Летом 1917-го, когда Кандауров и Анна Владимировна снова уехали в Крым, оставшаяся в Москве Оболенская, тоскуя, занялась разбором бумаг Константина Васильевича. Читая письма Богаевского, она будто заново раскрывала для себя историю отношений двух друзей. Прежде ей казалось, что активное, дающее начало в них принадлежало исключительно Кандаурову, однако ранние письма художника изменили это представление, столько в них было нежности, заботы о Константине Васильевиче, а главное, веры в его художнические возможности, что было так дорого и для Юлии Леонидовны. «Ведь я не знала вас в то время, я знала лишь твои рассказы и боялась, что твою нежность, твою великолепную дружбу принимали только; что тебе казалась она взаимной благодаря твоему увлечению. И я так благодарна, так счастлива. Откуда же мне было это знать?» – писала она Кандаурову, обнаружив «свои» чувства семнадцатого года в письмах седьмого, и беспокоилась, не отняла ли она чего-нибудь, не отдалила ли друзей – собой – друг от друга. Ведь теперь, когда начала воплощаться мечта о совместном творчестве и у них с Константином Васильевичем была общая мастерская, Богаевский оказался вдали от своей, неся военную службу в севастопольском гарнизоне: «Мы ‹…› точно стыдимся немного нашего счастья перед его каторгой. Но ведь не прошло же его счастье? Разве это бывает? Теперь только я поняла твою мечту о работе втроем. Да иначе и быть не может. Ведь я своими глазами эту мечту видела в тебе одном, но разделял ли ее Богаевский, я не видела. И вот знаю, что он сам жил этой мыслью. Господи, как богато прошлое, как дно морское»[351].

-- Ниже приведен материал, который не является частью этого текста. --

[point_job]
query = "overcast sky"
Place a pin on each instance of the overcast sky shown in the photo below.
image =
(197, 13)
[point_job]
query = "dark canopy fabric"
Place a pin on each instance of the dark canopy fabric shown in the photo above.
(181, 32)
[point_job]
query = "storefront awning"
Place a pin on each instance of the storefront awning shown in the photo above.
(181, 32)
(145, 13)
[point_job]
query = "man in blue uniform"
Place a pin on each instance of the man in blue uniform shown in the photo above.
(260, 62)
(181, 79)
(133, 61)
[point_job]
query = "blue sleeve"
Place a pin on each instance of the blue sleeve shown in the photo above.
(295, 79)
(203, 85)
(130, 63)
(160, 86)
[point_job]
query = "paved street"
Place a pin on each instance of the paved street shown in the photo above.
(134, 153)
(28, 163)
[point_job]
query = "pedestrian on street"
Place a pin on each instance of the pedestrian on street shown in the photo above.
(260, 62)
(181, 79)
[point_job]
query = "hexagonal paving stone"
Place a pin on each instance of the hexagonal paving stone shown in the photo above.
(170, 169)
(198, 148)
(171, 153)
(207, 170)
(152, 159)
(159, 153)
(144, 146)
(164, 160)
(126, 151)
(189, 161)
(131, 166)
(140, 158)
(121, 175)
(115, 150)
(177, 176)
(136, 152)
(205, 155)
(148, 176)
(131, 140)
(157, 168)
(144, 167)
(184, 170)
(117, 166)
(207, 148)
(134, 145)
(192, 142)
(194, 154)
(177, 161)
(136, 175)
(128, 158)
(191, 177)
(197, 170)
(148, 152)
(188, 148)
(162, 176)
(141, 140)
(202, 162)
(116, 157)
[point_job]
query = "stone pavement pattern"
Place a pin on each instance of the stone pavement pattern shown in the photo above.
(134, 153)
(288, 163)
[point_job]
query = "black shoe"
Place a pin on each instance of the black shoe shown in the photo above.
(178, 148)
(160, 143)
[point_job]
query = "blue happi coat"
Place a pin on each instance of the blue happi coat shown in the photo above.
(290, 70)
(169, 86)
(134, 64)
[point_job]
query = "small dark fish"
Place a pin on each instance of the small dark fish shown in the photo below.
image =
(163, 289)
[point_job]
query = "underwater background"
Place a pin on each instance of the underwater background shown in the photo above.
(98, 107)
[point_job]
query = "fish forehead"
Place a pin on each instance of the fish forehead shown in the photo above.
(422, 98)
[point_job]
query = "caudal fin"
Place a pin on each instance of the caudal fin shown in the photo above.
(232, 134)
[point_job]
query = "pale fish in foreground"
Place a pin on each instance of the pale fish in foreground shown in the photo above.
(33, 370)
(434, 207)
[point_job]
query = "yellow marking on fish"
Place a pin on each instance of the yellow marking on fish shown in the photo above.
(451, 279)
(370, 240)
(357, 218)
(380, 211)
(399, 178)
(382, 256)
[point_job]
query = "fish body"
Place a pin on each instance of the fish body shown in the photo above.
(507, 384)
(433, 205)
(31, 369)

На тревожные сомнения о том, что ее присутствие в жизни Кандаурова нарушило строй его отношений с Богаевским, Константин Васильевич высказался в отеческом тоне: нехорошо, дорогая, что тебе в голову пришли такие нелепые мысли; но главным был доволен. «Я ужасно рад, что ты поверила в любовь и дружбу Конст Фед ко мне, – писал он в ответном письме из Шах-Мамая. – Если мы в настоящее время не пишем друг к другу, то этому причина моя болезнь и удручающее состояние Кон Фед; он дал слово до окончания войны не брать кистей в руки и ничего не делать в искусстве. Ты хорошо понимаешь, что мне больно бередить его раны, а ему невозможно мне писать, т. к. он еще к тому же весь ушел в себя и бесконечно мучает сам себя. Ты не можешь служить причиной нашей размолвки, т. к. ее нет и быть не может. Я уверен, что мы втроем будем работать и наш союз будет нерушим в веках»[352].